But that would mean you would be accessing data over internet increasing data read latency, data transmission failures. Why are you not using EMR?

Regards,
Gourav

On Thu, Jul 21, 2016 at 1:06 AM, Everett Anderson <everett@nuna.com.invalid> wrote:
Thanks, Andy.

I am indeed often doing something similar, now -- copying data locally rather than dealing with the S3 impl selection and AWS credentials issues. It'd be nice if it worked a little easier out of the box, though!
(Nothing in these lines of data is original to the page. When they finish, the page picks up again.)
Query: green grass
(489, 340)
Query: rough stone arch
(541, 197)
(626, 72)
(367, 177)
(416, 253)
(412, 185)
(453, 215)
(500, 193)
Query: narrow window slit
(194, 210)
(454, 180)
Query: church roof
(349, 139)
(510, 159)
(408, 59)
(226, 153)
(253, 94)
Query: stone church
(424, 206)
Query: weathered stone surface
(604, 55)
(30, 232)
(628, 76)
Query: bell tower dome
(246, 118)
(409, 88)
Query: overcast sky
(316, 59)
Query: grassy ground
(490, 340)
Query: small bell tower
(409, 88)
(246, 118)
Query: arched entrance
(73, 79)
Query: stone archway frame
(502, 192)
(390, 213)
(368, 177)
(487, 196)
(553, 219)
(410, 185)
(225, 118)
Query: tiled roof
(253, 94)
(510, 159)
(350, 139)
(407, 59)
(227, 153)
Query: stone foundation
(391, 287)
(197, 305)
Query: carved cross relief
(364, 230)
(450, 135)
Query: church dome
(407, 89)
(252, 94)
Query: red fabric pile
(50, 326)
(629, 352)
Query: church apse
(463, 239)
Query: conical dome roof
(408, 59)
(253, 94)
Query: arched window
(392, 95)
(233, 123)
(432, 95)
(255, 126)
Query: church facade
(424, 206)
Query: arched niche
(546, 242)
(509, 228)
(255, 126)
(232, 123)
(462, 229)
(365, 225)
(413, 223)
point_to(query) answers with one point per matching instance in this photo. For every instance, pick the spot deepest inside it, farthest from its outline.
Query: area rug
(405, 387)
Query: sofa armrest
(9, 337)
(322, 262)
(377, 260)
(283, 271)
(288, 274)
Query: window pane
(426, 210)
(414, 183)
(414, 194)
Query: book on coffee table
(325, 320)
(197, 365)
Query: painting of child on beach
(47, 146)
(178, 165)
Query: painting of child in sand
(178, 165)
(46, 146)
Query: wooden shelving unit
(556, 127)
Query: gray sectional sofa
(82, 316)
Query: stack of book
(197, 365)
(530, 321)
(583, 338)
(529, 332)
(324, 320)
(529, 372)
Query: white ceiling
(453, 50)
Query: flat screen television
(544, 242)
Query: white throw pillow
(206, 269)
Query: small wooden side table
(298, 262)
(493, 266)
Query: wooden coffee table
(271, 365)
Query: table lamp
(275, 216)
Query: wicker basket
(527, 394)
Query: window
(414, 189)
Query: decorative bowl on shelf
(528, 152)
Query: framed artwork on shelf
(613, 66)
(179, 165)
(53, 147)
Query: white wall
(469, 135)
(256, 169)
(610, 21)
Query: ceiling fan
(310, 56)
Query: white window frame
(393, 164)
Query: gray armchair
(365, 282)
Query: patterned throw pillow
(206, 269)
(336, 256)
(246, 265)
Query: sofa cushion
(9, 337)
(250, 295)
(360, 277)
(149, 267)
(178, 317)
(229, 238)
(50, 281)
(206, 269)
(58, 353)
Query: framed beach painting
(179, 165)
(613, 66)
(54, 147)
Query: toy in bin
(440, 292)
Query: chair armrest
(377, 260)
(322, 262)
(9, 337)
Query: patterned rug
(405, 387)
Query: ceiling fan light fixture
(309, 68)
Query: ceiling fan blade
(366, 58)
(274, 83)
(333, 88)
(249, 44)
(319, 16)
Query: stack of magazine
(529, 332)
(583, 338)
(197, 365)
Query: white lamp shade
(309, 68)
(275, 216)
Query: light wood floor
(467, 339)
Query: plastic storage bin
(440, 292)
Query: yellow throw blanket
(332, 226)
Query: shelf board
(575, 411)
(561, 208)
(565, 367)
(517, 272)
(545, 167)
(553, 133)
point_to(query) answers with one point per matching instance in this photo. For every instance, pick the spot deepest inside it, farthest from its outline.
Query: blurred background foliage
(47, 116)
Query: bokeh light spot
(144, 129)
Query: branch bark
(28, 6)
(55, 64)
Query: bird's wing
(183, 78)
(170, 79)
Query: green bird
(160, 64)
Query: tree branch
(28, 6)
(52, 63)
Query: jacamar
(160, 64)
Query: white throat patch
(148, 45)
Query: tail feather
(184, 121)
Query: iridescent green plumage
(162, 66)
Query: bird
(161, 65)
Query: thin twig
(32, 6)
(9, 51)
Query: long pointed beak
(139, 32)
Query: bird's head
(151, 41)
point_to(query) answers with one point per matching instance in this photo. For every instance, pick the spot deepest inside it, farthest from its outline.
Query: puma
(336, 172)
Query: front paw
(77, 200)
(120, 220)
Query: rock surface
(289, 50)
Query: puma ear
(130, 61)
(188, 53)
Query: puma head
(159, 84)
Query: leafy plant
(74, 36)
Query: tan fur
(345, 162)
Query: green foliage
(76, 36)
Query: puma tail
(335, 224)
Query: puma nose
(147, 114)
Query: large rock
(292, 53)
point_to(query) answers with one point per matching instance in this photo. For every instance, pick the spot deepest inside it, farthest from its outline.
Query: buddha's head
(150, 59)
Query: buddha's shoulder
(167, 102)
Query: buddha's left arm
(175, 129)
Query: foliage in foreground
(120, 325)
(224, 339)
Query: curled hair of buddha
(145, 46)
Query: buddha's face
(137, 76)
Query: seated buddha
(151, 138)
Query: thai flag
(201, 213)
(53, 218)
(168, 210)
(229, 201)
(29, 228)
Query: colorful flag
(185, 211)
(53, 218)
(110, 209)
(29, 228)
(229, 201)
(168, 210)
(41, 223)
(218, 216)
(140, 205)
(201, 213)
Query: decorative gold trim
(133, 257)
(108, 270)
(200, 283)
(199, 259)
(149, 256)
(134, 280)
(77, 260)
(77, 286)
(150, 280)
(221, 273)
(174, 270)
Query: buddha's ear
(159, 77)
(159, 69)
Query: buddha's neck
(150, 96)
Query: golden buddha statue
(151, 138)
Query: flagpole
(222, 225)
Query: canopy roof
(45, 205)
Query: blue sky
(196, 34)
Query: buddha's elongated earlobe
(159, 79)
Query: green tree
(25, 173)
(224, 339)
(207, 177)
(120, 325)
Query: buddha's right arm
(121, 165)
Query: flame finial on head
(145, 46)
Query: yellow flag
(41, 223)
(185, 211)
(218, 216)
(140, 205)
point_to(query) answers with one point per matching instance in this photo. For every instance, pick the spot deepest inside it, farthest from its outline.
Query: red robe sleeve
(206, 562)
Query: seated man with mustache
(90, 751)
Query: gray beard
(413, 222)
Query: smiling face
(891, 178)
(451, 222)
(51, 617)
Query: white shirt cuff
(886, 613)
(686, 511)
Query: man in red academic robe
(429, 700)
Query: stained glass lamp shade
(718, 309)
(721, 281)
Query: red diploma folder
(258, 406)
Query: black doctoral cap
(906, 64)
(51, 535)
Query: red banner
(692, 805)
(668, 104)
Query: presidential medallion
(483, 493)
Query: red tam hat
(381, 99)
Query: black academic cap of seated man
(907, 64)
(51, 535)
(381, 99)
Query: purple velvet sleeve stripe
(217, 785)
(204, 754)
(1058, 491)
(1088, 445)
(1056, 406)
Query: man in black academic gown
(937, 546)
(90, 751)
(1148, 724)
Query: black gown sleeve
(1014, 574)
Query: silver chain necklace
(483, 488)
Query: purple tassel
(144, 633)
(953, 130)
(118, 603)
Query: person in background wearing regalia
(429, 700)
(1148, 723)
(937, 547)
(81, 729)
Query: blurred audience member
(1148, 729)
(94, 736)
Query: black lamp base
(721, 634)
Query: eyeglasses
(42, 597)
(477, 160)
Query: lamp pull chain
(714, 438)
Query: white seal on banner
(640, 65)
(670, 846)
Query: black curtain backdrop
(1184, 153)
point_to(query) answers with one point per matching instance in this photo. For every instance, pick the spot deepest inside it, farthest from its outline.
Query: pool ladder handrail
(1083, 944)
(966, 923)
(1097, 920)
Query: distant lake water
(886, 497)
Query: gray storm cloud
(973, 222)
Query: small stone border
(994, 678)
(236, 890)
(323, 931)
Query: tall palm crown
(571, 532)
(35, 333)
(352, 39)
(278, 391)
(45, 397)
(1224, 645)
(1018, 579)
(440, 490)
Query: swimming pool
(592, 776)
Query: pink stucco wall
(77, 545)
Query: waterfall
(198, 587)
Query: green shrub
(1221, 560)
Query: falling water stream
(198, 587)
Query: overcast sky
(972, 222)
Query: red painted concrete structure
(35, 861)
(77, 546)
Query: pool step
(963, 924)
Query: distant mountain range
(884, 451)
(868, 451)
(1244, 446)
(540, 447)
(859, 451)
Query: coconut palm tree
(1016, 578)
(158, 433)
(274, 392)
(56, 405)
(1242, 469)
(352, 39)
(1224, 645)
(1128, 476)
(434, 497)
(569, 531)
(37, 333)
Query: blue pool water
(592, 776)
On Tue, Jul 19, 2016 at 2:47 PM, Andy Davidson <Andy@santacruzintegration.com> wrote:
Hi Everett

I always do my initial data exploration and all our product development in my local dev env. I typically select a small data set and copy it to my local machine

My main() has an optional command line argument ‘- - runLocal’ Normally I load data from either hdfs:/// or S3n:// . If the arg is set I read from file:///

Sometime I use a CLI arg ‘- -dataFileURL’ 

So in your case I would log into my data cluster and use “AWS s3 cp" to copy the data into my cluster and then use “SCP” to copy the data from the data center back to my local env.

Andy

From: Everett Anderson <everett@nuna.com.INVALID>
Date: Tuesday, July 19, 2016 at 2:30 PM
To: "user @spark" <user@spark.apache.org>
Subject: Role-based S3 access outside of EMR

Hi,

When running on EMR, AWS configures Hadoop to use their EMRFS Hadoop FileSystem implementation for s3:// URLs and seems to install the necessary S3 credentials properties, as well.

Often, it's nice during development to run outside of a cluster even with the "local" Spark master, though, which I've found to be more troublesome. I'm curious if I'm doing this the right way.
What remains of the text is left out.